计算控制单元a_b2用于根据第二配置信息选择连接成所述数据直通通路以控制输入所述计算控制单元a_b2的数据在不被使能触发执行计算的前提下直接通过并传输给补偿单元a_b2、或选择连接成数据计算通路以控制输入所述计算控制单元a_b2的数据在执行计算后传输给补偿单元a_b2;图3所示的计算控制单元(a+1)_b3、计算控制单元(a-1)_b1也是在第二配置信息的作用下选择连接成所述数据直通通路和数据计算通路。其中,所述数据通路包括数据直通通路和数据计算通路。需要说明的是,所述计算控制单元所执行的计算类型包括加减法、乘法、除法、开方、三角计算,这些具体的计算操作是在计算控制单元连接成数据计算通路时执行的,且耗费一定的时间而产生对应计算类型的的流水线深度,比如:计算控制单元为加减法器时,若连接成数据计算通路则将其流水线深度配置为1;计算控制单元为乘法器时,若连接成数据计算通路则将其流水线深度配置为4;计算控制单元为除法器时,若连接成数据计算通路则将其流水线深度配置为6;计算控制单元为开方器时,若连接成数据计算通路则将其流水线深度配置为4;计算控制单元为三角函数计算器时,若连接成数据计算通路则将其流水线深度配置为12;当计算控制单元连接成数据直通通路时,代表数据直通,直接连接到相邻的后一级计算阵列,则将计算控制单元的流水线深度配置为0。需要注意的是,每一级计算阵列内的计算控制单元的类型不全相同、或全部相同;其中,相邻两级计算阵列之间的计算控制单元的类型不全相同、或全部相同。在本实施例中,每一级计算阵列内的所述计算控制单元的类型与个数,可根据具体的应用领域与性能需求加以调整,在此基础上,所述可重构阵列通过改变计算模块的加减乘除计算方式,使得所述可重构阵列互联的各级计算控制单元适用于多种算法,可根据不同算法的需求进行灵活配置,从而改变了传统的计算阵列中一个算法配合一个固定阵列的模式,极大的提高了计算成本和效率。

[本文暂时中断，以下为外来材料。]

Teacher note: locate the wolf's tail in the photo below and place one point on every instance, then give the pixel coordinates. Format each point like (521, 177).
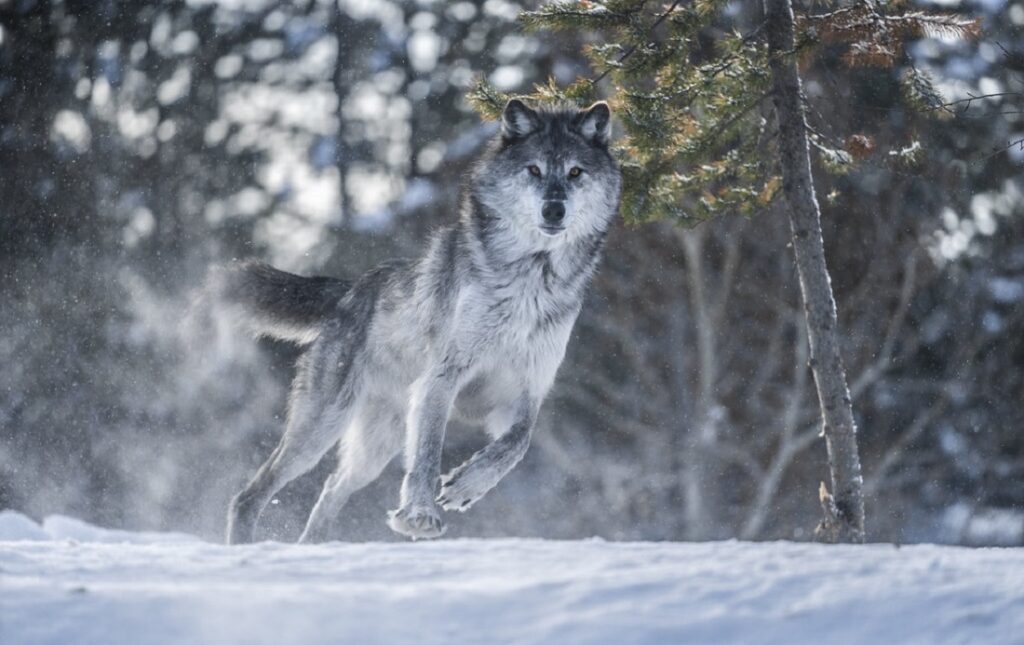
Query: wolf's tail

优选地,所述第二配置信息也是一种选通信号,用于控制所述第一互联单元传输的数据在所述数据直通通路和所述数据计算通路之间选通输出,以满足所述算法在所述数据通路流水线结构的每一级流水线的计算需求;其中,计算控制单元采用数据选择器和算术逻辑电路实现,数据选择器的选通端是接收第二配置信息,算术逻辑电路所能执行的运算对应上述实施例的加减法、乘法、除法、开方、三角计算;算术逻辑电路的输入端连接上数据选择器的数据输出端,数据选择器用于根据所述第二配置信息将所述第一互联单元传输的数据在所述数据直通通路和所述数据计算通路之间切换输出,以满足所述算法在所述数据通路流水线结构的每一级流水线的计算需求。从而确定计算控制单元当前是否执行计算功能。
补偿单元用于根据第三配置信息选择相应的延时差值将所属的计算模块的流水线深度延时补偿为当前一级计算阵列所允许的最大流水线深度,本实施例是将所述计算控制单元的流水线深度加上所述补偿单元补偿的延时差值对应的流水线深度,获得的和值为当前一级计算阵列所允许的最大流水线深度;其中,当前一级计算阵列所允许的最大流水线深度是数据流经所述数据通路流水线结构的当前一级流水线所耗费时间最大的计算控制单元的流水线深度;因此,图3所示的补偿单元(a+1)_b3将计算控制单元(a+1)_b3的输出数据(理解为计算结果)进行延时处理,将计算模块(a+1)_b3的流水线深度补偿为第(a+1)级计算阵列所允许的最大流水线深度;若计算控制单元(a+1)_b3在第(a+1)级计算阵列中连接形成的数据计算通路中计算传输所耗费的时间,是第(a+1)级计算阵列中所有连接为通路的计算控制单元中最大的,则补偿单元(a+1)_b3产生的延时差值为0,视为不对计算控制单元(a+1)_b3进行延时补偿,使得第(a+1)级计算阵列所允许的最大流水线深度等于计算控制单元(a+1)_b3的流水线深度。同理,在确定第a级计算阵列所允许的最大流水线深度后,补偿单元a_b2也对计算控制单元a_b2执行类似的延时处理;在确定第(a-1)级计算阵列所允许的最大流水线深度后,补偿单元(a-1)_b1也对计算控制单元(a-1)_b1执行类似的延时处理。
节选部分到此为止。